On a recent weekday afternoon several men, aged 50-plus, are breaking a sweat volleying across tables set up in an open gym. While there are plenty of laughs and banter to go around, the activity is concentrated and focused – and maybe even silently competitive.
For Bob Van Camp, 73, of Oakland Township, these three-hour table tennis sessions are his exercise ritual. He comes three times a week to the Older Persons’ Commission in Rochester to play with fellow seniors aged 50+. It’s an activity that boosts his physical health and is a great source of fun.
He picked up table tennis after his retirement in 2011 from a career in education. Van Camp was an educator his entire career – beginning as a teacher at The American University in Cairo, Egypt, and ending his career as the assistant superintendent of teaching and learning at Utica Community Schools.
Upon retirement, he took stock of his health: he had some extra weight and bad eating habits he picked up from job stress.
For Van Camp, table tennis wasn’t his first pick to get active again. He had previously played tennis, but after two knee replacements the sport had become too physically demanding.
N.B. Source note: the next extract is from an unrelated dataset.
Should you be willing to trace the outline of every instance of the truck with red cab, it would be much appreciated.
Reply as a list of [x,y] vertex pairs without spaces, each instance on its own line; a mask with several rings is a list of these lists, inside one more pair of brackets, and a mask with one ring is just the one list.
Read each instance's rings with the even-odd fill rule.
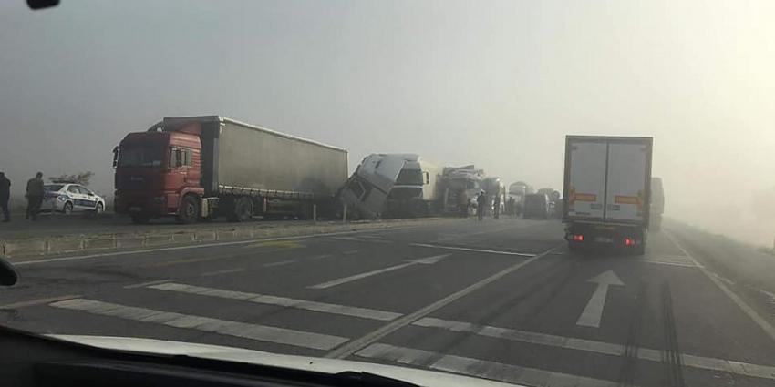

He also considered picking up pickleball: but again, the sport required too much running and changing direction for him.
Table tennis fit the bill.
“I had played it earlier in life and enjoyed it,” Van Camp said of why he chose table tennis. “I have good hand-eye coordination, and it’s a better court size.”
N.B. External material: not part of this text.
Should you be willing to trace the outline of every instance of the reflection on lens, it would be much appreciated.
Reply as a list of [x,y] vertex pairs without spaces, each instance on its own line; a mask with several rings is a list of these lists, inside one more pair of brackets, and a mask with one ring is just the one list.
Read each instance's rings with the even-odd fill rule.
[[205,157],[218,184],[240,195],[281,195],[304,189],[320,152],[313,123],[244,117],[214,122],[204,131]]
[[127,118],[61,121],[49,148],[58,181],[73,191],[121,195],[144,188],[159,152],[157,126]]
But it wasn’t the ping pong of his youth: at Romeo Junior High School – the options during lunch were dancing or ping pong. He chose ping pong.
Now the newly retired educator found himself playing among other National Senior Olympics athletes – and the sport was table tennis.
Multiple studies have examined the benefits of regular table tennis play for older adult men. Studies suggest the benefits include improved muscle strength, physical performance and body composition. Additionally, playing table tennis can burn from 236 to 345 calories per hour, depending on an individual’s body weight. This type of regular physical activity improves cardiovascular health.
Additionally, experts believe table tennis can benefit brain health, as it requires both large and fine motor control and sensory integration. The World Health Organization recommends physical exercise, including aerobic exercise, to prevent cognitive decline and dementia.
After a year of regular play in his 60s, Van Camp said he was able to drop 25 pounds and his doctor noticed a significant difference in his health.
The activity has become more than just a fun way to exercise. Van Camp is competitive in the sport, playing in every Michigan Senior Olympics since 2011. He’s also competed in four National Senior Olympics games and has qualified for the next national competition in 2023. Sometimes he’ll play mixed doubles with his wife, Donna Mc Minn, who steps in to pick up the paddle to help Van Camp qualify for a competition.
But that doesn’t mean practices are too intense.
“I’ve become friends with the players,” Van Camp said, remarking on how social the sport is for him.